The Doctor's response was, "I don't know. Are we?" while Yaz could only offer the exasperated response that they're just friends.
Metro UK interviewed Gill recently and she had this to say about it:
"I'm aware of it now, but at the time of filming, it was never a thing. It must just have been natural chemistry between Jodie and myself."
Fans became excited that this suggested that Yaz was bisexual, which would make her the first bi companion. Captain Jack doesn't count, since he described himself as omnisexual, which means he was up for getting with not just men and women but also any sentient species that was up for it that wasn't just male or female. The idea that Yaz might get together with the Doctor set all the LGBTQ fans' hearts aflutter. That Jodie Whittaker played the line "Are we?" like she was perfectly willing to give it a try added fuel to the lit match of slash fiction that was about to be launched across fandom.

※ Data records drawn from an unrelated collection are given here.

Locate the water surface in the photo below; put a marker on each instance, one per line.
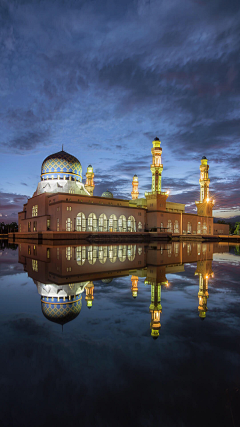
(159, 344)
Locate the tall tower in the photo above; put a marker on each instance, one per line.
(89, 180)
(89, 294)
(134, 288)
(204, 205)
(135, 192)
(156, 166)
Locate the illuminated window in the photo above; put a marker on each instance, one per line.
(102, 223)
(170, 226)
(112, 253)
(131, 224)
(122, 223)
(81, 222)
(204, 228)
(68, 224)
(81, 255)
(122, 252)
(69, 253)
(176, 248)
(131, 251)
(113, 223)
(92, 254)
(102, 254)
(176, 226)
(35, 210)
(35, 265)
(92, 222)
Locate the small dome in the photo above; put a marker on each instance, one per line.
(107, 194)
(61, 165)
(61, 311)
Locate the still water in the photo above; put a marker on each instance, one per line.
(120, 335)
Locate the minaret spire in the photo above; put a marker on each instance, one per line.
(156, 166)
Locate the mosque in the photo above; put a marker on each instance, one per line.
(63, 204)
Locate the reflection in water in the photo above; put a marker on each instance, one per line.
(62, 274)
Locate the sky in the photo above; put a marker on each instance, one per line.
(104, 78)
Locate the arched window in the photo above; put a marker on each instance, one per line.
(176, 226)
(122, 252)
(81, 254)
(199, 228)
(92, 222)
(69, 253)
(112, 253)
(92, 254)
(102, 223)
(169, 226)
(102, 254)
(204, 228)
(131, 251)
(131, 224)
(81, 222)
(122, 223)
(112, 226)
(189, 228)
(68, 224)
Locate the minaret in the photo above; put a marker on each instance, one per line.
(89, 294)
(204, 206)
(204, 271)
(134, 288)
(89, 180)
(156, 166)
(135, 192)
(155, 309)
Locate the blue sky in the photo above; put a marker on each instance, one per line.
(104, 78)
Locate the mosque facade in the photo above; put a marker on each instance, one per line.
(62, 203)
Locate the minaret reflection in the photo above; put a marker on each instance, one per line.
(204, 271)
(89, 294)
(156, 278)
(134, 288)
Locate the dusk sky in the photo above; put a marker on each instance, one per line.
(104, 78)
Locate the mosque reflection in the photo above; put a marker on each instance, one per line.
(63, 274)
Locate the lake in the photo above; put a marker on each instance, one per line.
(115, 335)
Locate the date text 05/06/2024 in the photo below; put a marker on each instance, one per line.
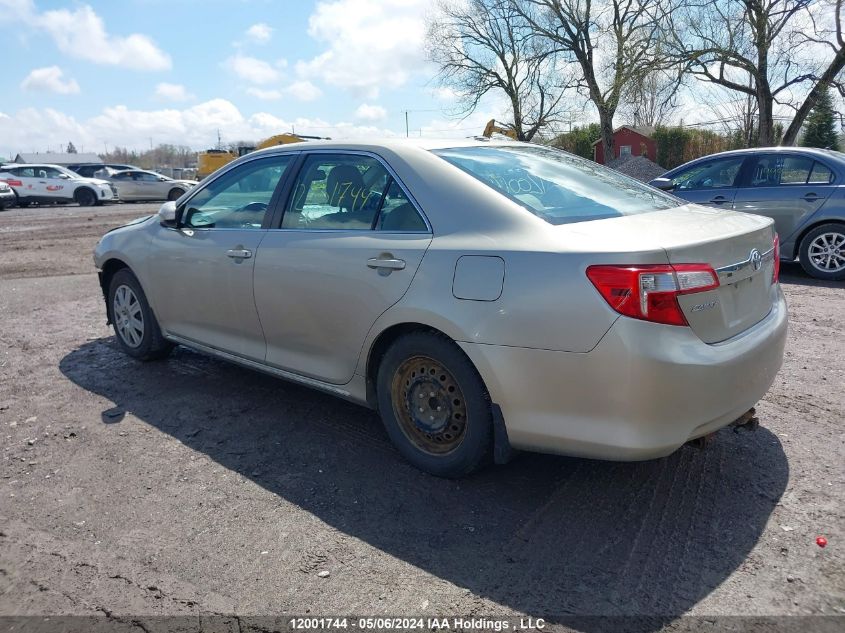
(412, 623)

"After it came out, I was like, 'Wow, I didn't even think that was a thing'," Gill said. "I didn't think it was a thing until I saw people mentioning it online."

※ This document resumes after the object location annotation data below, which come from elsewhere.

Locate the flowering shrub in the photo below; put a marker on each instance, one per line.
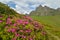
(24, 28)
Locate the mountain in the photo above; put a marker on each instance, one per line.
(14, 26)
(45, 11)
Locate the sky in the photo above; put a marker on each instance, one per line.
(26, 6)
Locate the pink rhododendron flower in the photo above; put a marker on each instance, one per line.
(21, 31)
(23, 36)
(17, 35)
(15, 24)
(13, 30)
(30, 39)
(28, 30)
(1, 21)
(9, 30)
(13, 38)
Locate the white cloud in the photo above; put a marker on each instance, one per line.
(25, 6)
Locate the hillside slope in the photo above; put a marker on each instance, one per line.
(14, 26)
(45, 11)
(52, 25)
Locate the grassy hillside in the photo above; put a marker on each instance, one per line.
(51, 23)
(14, 26)
(45, 11)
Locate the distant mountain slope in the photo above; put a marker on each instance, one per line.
(14, 26)
(45, 11)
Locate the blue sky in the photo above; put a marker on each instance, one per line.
(26, 6)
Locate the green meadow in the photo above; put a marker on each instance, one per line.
(51, 25)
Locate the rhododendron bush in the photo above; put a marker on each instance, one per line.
(23, 28)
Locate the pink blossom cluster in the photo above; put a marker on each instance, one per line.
(18, 30)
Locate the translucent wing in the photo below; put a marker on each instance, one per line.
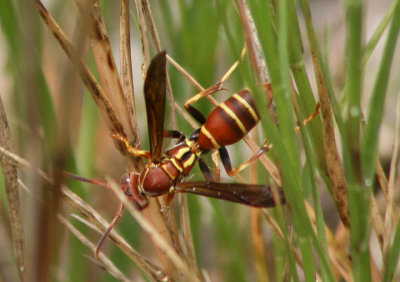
(154, 94)
(247, 194)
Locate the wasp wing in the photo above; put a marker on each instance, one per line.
(154, 94)
(247, 194)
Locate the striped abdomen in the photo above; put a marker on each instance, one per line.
(229, 122)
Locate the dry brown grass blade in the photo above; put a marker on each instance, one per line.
(253, 43)
(390, 217)
(126, 63)
(12, 193)
(334, 164)
(107, 263)
(340, 259)
(85, 209)
(186, 274)
(145, 15)
(101, 48)
(281, 236)
(258, 246)
(107, 111)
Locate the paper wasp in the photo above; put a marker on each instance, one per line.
(227, 124)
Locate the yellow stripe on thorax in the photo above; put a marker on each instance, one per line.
(247, 105)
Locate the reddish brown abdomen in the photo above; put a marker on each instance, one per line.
(229, 122)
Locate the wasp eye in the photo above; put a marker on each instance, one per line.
(125, 179)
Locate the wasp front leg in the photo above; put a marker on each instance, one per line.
(133, 150)
(215, 88)
(226, 161)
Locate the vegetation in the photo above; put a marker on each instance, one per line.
(339, 172)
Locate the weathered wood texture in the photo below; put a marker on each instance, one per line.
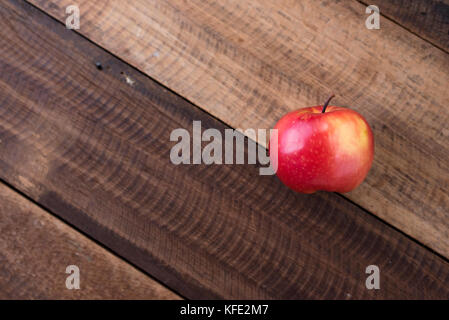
(36, 248)
(93, 147)
(249, 62)
(427, 18)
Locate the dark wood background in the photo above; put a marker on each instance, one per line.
(84, 152)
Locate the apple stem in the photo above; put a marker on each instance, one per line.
(327, 102)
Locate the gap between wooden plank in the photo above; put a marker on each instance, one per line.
(37, 246)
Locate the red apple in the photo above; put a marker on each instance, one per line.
(323, 148)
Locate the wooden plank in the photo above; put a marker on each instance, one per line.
(36, 248)
(250, 62)
(429, 19)
(93, 147)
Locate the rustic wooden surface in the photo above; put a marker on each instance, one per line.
(93, 147)
(36, 248)
(429, 18)
(249, 62)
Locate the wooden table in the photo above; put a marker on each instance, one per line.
(86, 177)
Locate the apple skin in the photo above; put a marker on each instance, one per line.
(331, 151)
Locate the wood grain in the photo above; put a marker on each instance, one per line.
(93, 147)
(250, 62)
(429, 19)
(36, 248)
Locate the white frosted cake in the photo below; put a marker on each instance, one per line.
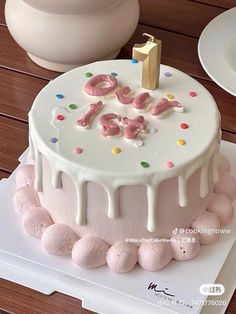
(115, 171)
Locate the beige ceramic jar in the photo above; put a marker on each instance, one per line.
(61, 35)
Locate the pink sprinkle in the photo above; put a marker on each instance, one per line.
(169, 164)
(192, 94)
(78, 150)
(60, 117)
(184, 126)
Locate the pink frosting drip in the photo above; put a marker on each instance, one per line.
(163, 105)
(109, 128)
(91, 85)
(93, 109)
(123, 97)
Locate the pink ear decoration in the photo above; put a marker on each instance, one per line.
(122, 95)
(109, 128)
(163, 107)
(140, 101)
(91, 85)
(86, 119)
(134, 126)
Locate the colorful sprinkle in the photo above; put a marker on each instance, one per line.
(116, 150)
(88, 74)
(53, 140)
(78, 150)
(181, 142)
(60, 96)
(167, 74)
(192, 94)
(60, 117)
(139, 143)
(170, 96)
(145, 164)
(73, 106)
(169, 164)
(184, 125)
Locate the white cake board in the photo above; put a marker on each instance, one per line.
(22, 260)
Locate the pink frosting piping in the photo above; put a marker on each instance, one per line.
(109, 128)
(123, 97)
(140, 100)
(86, 119)
(163, 105)
(91, 89)
(134, 126)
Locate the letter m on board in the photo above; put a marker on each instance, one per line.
(152, 286)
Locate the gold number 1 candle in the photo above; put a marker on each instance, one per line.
(150, 55)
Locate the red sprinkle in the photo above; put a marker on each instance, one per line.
(184, 126)
(60, 117)
(192, 94)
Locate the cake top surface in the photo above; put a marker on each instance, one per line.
(161, 143)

If you just search "doctor who yaz" on YouTube, you find over a dozen fan-made Thasmin videos. I lost count after 35, and that was just the first page of results. The funniest one is the first video, which puts together all the times The Doctor called out Yaz' name throughout Series 11. And see what happens when you search #thasmin on Twitter.
You know a show is successful when fans start shipping characters and wishing they were in a relationship.
I have a theory: one big reason there's so much shipping for the Doctor and Yaz amongst fans is because we've gotten so little personal stories for both the Doctor and Yaz this season. The Doctor may have her name as the title of the show, but she's often a plot device and a supporting character this season… on her own show! She didn't get a season-long arc to explore or reveal her character, which is what fans have found lacking.
Yaz had even less of an arc on the show. You don't really get a sense of what she really wants to accomplish or what the stakes are for her. She could at any point decide not to travel in the TARDIS anymore and simply go back to community policing. Yes, we have the episode "Demons of the Punjab" that delves into Yaz' family history and her finding out her grandmother's secret first marriage and how time travel causes Yaz and her family to come into existence. Still, we didn't get to know what made Yaz tick all season. We still don't know what her hopes or dreams are or what her own inner life is about: she's still a bit of a cipher.
And so "Thasmin" was born.
This is what fans do. They use their favourite pop culture for their own needs. They find the spaces and fill them with their own desires… their wishes… their fantasies. This is a prime example of what popular culture is good for, why people need it, and why people become fans when the right piece of pop culture speaks to them. Doctor Who had been a beacon for LGBTQ fans for decades before its revival in 2005. The ratings success of the 11th Series can only be a good sign – one that Gill appreciates:
"It feels amazing because it is a hard time to get views because of BBC iPlayer and things like that. There's so much happening and there's so much on, but it shows that people are still watching this show that has been going on for years.
This show and its history is created by so many people before us, so in that sense we already have a fanbase. We just need to carry that on and tell our truth. The stories resonate through the characters, they're very relatable to modern society and I think that's something we need to thank Chris Chibnall and the writing team for; that they're able to write something that can relate to so many people while having sci-fi in it."
As for her final thoughts on "Thasmin:" shipping, Gill added: "I think it is just a natural thing that can happen between friends, or who knows where it's going to go."